Throughout Rich's music is the underlying metaphysical principle of the inseparable relationship of the part from the whole. So what better instrument to realize Bestiary with than the MOTM synthesizer; a modern modular system whose totality is greater than the sum of its modules. This versatile method of music making gives the artist extensive and immediate control over critical aspects of sound design. By tweaking dials, flipping switches and plugging patchcords, Rich's hands are constantly altering the energy within the music. The result of one adjustment directly inspiring the next. Of his intuitive style of composing, Rich offers, "The substance in the music comes before everything else. The technology just gets in the way if you start thinking about it too much." Disciplined words from a man completely absorbed in the unlimited possibilities of a hand-built monolith.

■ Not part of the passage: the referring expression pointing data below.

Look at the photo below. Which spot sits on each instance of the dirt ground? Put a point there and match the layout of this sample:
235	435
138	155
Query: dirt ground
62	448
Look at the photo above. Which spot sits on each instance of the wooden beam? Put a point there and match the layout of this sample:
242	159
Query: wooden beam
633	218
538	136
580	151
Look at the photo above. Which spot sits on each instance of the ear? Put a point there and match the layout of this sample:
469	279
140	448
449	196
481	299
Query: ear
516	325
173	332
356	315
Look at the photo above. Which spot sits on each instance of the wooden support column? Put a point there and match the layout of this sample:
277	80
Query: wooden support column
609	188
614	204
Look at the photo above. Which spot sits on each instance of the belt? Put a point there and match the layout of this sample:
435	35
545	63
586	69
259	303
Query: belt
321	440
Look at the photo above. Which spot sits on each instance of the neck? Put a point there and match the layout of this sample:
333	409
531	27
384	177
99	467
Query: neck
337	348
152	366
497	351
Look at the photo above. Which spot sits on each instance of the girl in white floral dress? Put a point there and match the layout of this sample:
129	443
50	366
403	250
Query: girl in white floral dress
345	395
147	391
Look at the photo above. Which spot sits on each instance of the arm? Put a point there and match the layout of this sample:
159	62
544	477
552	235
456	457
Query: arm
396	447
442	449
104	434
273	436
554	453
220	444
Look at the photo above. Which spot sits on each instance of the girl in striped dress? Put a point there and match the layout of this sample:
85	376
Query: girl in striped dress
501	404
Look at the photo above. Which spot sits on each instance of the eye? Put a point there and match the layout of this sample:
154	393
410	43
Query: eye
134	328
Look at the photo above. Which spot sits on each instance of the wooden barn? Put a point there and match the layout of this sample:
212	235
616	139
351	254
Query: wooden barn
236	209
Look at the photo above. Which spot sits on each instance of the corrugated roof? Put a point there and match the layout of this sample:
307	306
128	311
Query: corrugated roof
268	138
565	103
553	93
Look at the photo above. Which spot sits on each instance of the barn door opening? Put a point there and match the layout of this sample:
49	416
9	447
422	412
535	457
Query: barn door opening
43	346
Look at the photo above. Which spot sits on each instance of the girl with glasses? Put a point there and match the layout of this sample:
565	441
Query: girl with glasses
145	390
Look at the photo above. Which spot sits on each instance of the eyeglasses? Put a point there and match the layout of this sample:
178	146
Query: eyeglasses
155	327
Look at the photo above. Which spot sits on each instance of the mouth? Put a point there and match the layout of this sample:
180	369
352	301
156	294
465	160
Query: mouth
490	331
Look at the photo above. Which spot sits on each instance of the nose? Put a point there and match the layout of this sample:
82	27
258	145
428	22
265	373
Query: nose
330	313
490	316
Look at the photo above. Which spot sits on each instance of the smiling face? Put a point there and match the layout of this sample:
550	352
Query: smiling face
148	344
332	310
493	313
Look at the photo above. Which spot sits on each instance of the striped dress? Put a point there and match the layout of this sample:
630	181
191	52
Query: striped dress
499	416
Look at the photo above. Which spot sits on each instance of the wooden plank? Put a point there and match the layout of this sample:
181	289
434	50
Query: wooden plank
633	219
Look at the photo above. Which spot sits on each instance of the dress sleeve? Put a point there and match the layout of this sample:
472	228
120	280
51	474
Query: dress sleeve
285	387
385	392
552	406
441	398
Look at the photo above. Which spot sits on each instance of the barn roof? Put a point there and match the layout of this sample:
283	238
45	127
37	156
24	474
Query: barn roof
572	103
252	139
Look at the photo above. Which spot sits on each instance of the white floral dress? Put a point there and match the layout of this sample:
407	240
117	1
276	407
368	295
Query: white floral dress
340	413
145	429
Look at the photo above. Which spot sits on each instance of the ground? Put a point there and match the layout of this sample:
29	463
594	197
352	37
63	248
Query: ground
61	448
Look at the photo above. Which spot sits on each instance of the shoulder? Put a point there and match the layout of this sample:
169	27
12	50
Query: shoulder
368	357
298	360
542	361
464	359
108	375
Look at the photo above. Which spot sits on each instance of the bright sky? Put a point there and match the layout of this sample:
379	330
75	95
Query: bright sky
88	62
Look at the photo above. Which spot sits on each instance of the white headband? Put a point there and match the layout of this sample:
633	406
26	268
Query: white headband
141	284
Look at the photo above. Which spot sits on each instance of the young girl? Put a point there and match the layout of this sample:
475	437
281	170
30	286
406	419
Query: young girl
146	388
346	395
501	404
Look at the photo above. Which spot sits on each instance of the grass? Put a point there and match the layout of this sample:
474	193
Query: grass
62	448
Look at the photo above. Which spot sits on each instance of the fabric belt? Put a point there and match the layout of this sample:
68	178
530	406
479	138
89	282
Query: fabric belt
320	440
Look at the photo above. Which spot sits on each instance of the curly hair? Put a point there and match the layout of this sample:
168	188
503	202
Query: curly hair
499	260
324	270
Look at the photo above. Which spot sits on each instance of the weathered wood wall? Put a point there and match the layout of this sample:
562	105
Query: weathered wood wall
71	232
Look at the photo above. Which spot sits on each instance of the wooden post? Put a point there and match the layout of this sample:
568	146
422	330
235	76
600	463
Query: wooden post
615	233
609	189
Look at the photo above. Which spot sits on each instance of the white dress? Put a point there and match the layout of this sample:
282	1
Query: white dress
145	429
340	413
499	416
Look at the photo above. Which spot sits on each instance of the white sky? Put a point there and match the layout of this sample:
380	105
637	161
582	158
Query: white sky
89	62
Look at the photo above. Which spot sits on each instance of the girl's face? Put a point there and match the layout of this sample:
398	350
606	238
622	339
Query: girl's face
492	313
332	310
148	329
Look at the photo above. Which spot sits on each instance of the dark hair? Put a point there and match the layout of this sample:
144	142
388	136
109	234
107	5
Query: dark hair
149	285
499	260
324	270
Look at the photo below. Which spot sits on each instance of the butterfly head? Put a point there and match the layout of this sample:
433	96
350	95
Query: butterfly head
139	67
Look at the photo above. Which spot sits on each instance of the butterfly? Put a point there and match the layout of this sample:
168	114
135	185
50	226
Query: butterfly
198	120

Bestiary is the result of Rich's constant manipulation of the MOTM over time. The result is a linear sonic excursion through peculiar rhythms, odd harmonies and earthen melodies. According to Rich, "My own music is very personal. I don't make it with an awareness of a style or genre." Bestiary is the physical manifestation of this concept. The album seems to have made itself, Rich being there only to guide the music out of the primordial soup and into the air.

With no clear references, other than Rich's own proven abilities, it's tough to describe the music on Bestiary. Some will come away with a sense that the album deals primarily with the diversity and possibilities of timbre, while others will be consumed by the album's unique sequencer patterns and unconventional rhythm structures, or maybe you'll feel an overwhelming sense of Rich's ability to render biological organisms and processes into the medium of music. No matter, with each listening you will hear something different, depending on your mood; the layers unfolding slowly.

All organisms, elements and processes associated with life share an interconnectedness, inseparability and union - the same way the modules, electricity and circuits which comprise Rich's arsenal of synths do. But where is Robert Rich's place? What does he want out of all this? This artist's hope is that you will listen and hear the subtleties in his music, the mysteries, the beauty.